Figure 3: Years of Experience vs. Salary Scatterplot

Modeling

I am creating a linear model where years of experiences are used to predict the salary of an employee.

model <- lm(Salary ~ YearsExperience, data = salary_df)

model_summary <- summary(model)
model_summary

Call:
lm(formula = Salary ~ YearsExperience, data = salary_df)

Residuals:
    Min      1Q  Median      3Q     Max 
-7958.0 -4088.5  -459.9  3372.6 11448.0 

Coefficients:
                Estimate Std. Error t value Pr(>|t|)    
(Intercept)      24848.2     2306.7   10.77 1.82e-11 ***
YearsExperience   9450.0      378.8   24.95  < 2e-16 ***
---
Signif. codes:  0 '***' 0.001 '**' 0.01 '*' 0.05 '.' 0.1 ' ' 1

Residual standard error: 5788 on 28 degrees of freedom
Multiple R-squared:  0.957, Adjusted R-squared:  0.9554 
F-statistic: 622.5 on 1 and 28 DF,  p-value: < 2.2e-16

This gives an \(R^2\) value of 0.9569567 which confirms there is a strong correlation between the two variables. I can also see out model has a y-intercept of 2.4848204^{4} and a slope of 9449.9623215.

Residuals

Looking at the residuals I can see that there is no apparent pattern so the linear model is appropriate.

broom::augment(model) |>
  ggplot(aes(x = .fitted, y = .resid)) +
  geom_abline(slope = 0, intercept = 0, color = "blue") +
  geom_point() +
  labs(x = "Predicted", y = "Residual") +
  theme_bw()

Figure 4: Residuals of Model

Predictions

Just for fun I am predicting with the model the expected salary for 3, 5, and 7 years of experience.

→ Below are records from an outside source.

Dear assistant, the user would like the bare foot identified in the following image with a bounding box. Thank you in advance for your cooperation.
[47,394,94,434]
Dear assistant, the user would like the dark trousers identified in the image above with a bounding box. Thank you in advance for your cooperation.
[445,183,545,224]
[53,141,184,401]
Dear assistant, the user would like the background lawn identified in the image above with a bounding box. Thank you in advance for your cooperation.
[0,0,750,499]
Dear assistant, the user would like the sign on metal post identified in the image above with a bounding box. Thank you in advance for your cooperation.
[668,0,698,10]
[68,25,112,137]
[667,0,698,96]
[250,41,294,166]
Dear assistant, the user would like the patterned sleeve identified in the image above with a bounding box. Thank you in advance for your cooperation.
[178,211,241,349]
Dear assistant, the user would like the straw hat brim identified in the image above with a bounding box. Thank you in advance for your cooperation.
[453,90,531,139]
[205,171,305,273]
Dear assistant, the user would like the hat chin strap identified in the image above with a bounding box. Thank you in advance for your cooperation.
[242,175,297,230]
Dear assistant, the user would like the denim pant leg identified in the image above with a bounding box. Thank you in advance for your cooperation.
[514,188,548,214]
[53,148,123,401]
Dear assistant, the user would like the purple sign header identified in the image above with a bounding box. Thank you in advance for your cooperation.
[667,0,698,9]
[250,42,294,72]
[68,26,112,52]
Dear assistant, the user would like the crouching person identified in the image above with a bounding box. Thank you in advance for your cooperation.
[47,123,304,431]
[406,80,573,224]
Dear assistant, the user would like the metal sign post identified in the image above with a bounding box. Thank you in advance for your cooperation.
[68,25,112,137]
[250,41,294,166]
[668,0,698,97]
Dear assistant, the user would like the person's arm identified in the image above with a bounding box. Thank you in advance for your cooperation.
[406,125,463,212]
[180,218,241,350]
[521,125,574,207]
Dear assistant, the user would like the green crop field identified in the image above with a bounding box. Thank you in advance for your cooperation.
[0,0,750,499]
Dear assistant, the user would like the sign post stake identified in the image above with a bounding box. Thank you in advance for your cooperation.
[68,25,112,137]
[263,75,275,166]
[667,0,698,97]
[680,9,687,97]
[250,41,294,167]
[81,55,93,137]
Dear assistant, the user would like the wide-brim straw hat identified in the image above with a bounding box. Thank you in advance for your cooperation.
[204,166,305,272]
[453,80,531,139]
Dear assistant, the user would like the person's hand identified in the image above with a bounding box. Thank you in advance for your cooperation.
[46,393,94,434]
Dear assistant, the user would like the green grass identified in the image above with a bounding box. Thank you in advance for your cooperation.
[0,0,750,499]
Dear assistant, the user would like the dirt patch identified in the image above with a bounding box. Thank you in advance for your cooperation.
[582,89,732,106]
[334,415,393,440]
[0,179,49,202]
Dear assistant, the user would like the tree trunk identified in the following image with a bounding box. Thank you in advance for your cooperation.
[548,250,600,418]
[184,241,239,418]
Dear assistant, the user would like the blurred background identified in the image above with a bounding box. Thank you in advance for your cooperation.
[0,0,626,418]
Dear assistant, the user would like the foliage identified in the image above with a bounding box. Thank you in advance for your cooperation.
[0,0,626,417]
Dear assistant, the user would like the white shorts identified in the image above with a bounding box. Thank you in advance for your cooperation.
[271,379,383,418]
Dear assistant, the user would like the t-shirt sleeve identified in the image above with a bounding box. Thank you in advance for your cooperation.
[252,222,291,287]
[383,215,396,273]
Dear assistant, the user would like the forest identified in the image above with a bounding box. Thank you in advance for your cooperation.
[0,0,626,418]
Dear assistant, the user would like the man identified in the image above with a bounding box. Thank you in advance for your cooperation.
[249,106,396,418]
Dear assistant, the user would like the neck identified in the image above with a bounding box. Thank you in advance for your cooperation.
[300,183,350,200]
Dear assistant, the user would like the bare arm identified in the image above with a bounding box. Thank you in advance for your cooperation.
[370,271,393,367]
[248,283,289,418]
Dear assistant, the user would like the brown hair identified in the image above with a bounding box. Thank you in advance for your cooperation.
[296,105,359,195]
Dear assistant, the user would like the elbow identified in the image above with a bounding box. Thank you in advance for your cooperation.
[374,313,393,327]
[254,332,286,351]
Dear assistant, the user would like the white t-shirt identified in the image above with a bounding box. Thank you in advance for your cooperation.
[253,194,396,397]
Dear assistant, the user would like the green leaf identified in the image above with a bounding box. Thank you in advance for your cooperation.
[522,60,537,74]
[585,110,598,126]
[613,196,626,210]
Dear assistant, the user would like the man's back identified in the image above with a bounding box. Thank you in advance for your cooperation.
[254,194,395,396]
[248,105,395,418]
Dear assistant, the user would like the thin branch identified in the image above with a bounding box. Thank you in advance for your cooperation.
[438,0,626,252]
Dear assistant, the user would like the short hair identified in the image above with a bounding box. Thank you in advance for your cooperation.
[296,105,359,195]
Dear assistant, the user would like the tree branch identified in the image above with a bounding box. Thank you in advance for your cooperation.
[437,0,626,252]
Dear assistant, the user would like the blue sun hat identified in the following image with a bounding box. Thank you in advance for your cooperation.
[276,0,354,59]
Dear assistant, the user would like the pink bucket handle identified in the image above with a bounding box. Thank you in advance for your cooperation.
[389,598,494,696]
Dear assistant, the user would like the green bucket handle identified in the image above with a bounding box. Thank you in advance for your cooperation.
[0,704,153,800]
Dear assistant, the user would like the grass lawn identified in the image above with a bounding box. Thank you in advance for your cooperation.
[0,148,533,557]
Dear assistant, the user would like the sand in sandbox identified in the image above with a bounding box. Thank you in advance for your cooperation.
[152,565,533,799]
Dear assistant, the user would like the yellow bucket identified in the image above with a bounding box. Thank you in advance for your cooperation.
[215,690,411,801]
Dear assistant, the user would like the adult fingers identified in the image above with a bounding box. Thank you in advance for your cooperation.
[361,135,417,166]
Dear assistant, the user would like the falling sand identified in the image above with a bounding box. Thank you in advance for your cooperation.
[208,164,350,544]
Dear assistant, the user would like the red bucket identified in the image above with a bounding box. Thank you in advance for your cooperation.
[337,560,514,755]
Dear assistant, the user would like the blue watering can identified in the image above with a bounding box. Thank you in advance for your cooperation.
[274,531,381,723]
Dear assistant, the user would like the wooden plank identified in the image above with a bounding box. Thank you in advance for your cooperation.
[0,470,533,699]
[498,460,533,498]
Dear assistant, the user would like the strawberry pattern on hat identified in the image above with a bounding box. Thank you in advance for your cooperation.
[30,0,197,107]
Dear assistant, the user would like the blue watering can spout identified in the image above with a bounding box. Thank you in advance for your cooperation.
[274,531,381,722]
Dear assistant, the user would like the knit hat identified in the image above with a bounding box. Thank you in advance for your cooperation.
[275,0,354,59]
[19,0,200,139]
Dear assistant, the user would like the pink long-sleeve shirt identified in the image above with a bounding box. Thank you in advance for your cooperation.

fake_data <- data.frame(YearsExperience = c(3, 5, 7))

predict.lm(model, fake_data)
       1        2        3 
53198.09 72098.02 90997.94 

Conclusion

From the data I determined that salary could be predicted by years of experience with the linear equation \(\hat{y} = (9450.0) \hat{x} + 24848.2\). Based on this model, an increase of 1 year of experience corresponds to an expected increase in salary of 9449.96 for this dataset. So it seems years of experience is an important predictor for an employee’s salary. However, because I do not know the origin of this data, these results cannot be generalized to a population.